9

Here is my code:

// Open the browser
let browser = await puppeteer.launch({
    args: ["--no-sandbox"]
});
let page = await browser.newPage();

navPromise = page.waitForSelector('#js_boite_reception').then(() => {
    console.log('received');
});
await page.goto(entMessagesURL);
await navPromise;

// Wait 10 seconds, to be sure that is not because my connection is slow (it's not)
logger.log(`On the messages page (session=${username})`);
await delay(10000);

// Write an html file with the page content
let pageContent = await page.content();
require('fs').writeFileSync('./test.html', pageContent);

The received is not displayed and I'm getting a timeout error.
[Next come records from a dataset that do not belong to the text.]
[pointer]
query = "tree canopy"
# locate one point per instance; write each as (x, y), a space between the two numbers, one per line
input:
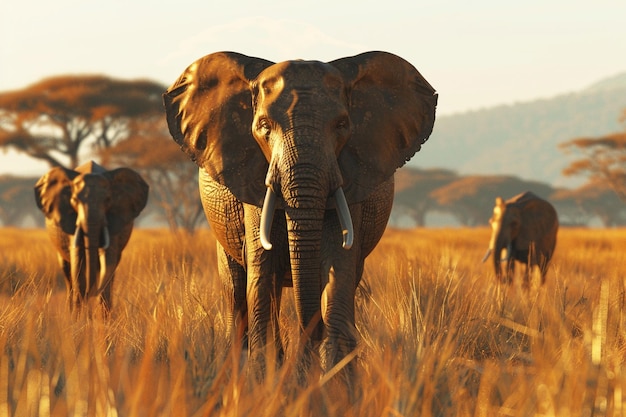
(54, 119)
(601, 159)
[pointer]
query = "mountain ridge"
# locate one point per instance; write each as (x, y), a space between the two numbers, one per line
(523, 138)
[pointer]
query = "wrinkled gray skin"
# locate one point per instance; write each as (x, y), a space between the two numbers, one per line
(89, 217)
(525, 227)
(296, 178)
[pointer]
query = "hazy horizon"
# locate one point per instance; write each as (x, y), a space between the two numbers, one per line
(477, 55)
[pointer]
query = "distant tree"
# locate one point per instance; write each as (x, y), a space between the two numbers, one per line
(17, 201)
(603, 159)
(172, 176)
(594, 199)
(53, 120)
(413, 187)
(471, 199)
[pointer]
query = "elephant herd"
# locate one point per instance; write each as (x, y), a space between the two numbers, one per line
(296, 175)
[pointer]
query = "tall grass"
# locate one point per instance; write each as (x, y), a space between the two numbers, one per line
(438, 336)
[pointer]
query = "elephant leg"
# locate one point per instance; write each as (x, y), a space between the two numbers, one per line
(528, 268)
(67, 273)
(233, 277)
(510, 270)
(339, 282)
(78, 279)
(543, 267)
(260, 293)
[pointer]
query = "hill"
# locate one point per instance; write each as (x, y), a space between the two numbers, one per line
(522, 139)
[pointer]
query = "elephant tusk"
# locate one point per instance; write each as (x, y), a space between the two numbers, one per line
(345, 219)
(78, 236)
(267, 217)
(487, 255)
(509, 248)
(106, 238)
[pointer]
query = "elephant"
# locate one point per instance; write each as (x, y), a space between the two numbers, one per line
(526, 227)
(89, 214)
(296, 163)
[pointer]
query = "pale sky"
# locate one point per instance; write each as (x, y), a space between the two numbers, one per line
(477, 53)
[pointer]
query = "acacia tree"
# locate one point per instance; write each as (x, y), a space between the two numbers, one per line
(413, 187)
(54, 119)
(173, 178)
(603, 159)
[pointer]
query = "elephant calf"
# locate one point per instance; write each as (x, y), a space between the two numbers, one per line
(89, 216)
(526, 226)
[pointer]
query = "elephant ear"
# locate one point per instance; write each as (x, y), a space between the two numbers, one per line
(129, 195)
(53, 192)
(392, 109)
(209, 114)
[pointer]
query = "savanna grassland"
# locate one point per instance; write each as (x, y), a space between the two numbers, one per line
(438, 337)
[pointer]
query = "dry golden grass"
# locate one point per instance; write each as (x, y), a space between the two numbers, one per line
(438, 336)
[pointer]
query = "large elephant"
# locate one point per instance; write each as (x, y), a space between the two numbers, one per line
(296, 178)
(89, 217)
(526, 227)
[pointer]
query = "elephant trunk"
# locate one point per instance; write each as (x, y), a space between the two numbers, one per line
(304, 229)
(343, 212)
(91, 239)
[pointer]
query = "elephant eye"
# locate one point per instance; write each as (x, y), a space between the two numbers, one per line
(264, 127)
(342, 123)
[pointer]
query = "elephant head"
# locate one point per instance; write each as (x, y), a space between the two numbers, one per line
(303, 138)
(301, 132)
(96, 208)
(526, 227)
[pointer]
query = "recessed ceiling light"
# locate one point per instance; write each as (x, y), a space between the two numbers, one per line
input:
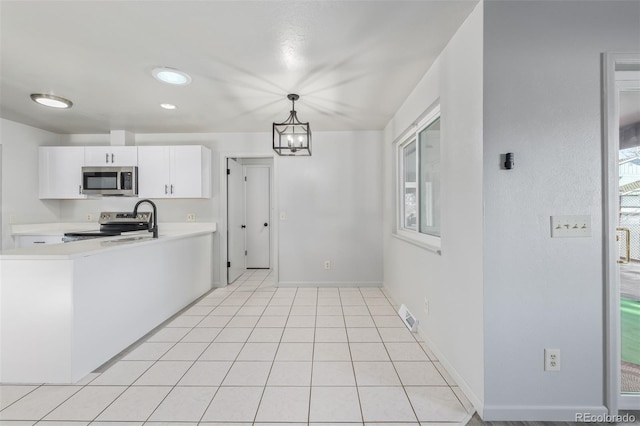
(51, 100)
(171, 76)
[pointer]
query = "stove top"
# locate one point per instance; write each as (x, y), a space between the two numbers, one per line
(113, 224)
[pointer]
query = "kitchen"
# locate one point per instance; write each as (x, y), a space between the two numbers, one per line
(361, 94)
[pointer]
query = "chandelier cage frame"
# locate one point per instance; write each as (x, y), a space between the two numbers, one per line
(292, 137)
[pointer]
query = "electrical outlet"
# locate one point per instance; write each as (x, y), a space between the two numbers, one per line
(551, 359)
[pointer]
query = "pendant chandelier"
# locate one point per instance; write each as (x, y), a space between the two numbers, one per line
(291, 137)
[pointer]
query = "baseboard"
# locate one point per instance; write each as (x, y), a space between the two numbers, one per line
(342, 284)
(462, 384)
(543, 413)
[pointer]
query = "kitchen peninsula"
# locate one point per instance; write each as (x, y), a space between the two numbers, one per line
(65, 309)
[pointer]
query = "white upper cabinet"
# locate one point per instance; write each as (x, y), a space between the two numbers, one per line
(111, 156)
(60, 172)
(174, 171)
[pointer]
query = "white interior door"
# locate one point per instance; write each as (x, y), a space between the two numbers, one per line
(258, 220)
(235, 221)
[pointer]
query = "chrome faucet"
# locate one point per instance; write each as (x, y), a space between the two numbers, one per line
(155, 215)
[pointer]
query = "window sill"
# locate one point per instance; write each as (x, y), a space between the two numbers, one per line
(429, 247)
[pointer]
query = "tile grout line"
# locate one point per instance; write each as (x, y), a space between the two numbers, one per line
(353, 367)
(313, 353)
(264, 388)
(132, 384)
(236, 357)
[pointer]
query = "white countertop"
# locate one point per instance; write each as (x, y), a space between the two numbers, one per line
(167, 232)
(52, 228)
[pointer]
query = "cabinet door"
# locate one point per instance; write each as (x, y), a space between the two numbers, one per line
(186, 171)
(111, 156)
(153, 171)
(60, 172)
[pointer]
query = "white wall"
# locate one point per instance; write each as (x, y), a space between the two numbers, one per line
(542, 85)
(332, 201)
(452, 281)
(20, 177)
(333, 206)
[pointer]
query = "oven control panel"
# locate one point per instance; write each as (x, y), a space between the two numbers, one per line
(124, 217)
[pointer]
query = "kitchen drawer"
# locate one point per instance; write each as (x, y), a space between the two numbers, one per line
(22, 241)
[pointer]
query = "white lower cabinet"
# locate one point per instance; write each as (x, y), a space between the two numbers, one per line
(60, 170)
(22, 241)
(174, 171)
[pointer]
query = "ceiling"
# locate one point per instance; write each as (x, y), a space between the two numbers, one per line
(352, 62)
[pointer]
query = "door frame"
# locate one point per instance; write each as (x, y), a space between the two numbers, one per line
(269, 167)
(224, 155)
(612, 62)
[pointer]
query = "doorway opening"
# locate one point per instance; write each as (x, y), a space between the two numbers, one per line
(622, 265)
(249, 212)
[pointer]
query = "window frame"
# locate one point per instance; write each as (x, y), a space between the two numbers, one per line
(427, 241)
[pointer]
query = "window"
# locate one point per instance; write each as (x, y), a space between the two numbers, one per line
(419, 183)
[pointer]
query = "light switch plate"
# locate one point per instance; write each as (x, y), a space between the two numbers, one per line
(570, 226)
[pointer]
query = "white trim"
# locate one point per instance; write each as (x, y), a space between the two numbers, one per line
(550, 413)
(341, 284)
(629, 401)
(610, 62)
(415, 242)
(457, 378)
(224, 155)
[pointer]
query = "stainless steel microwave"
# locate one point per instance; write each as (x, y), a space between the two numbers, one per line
(121, 181)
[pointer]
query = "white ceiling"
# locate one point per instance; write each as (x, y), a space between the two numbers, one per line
(352, 62)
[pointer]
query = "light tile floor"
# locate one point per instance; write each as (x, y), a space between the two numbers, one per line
(252, 353)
But, if I remove the waitForSelector function, and I only write the test.html file, we can see that:

Headless mode enabled, a part of the page is not loaded

headless mode en

Headless mode disabled, all the page is loaded

Headless mode dis

With headless mode, only a part of the page content is loaded. I don't know why. Even if I add a timeout of one minute, it won't load more... What can I do?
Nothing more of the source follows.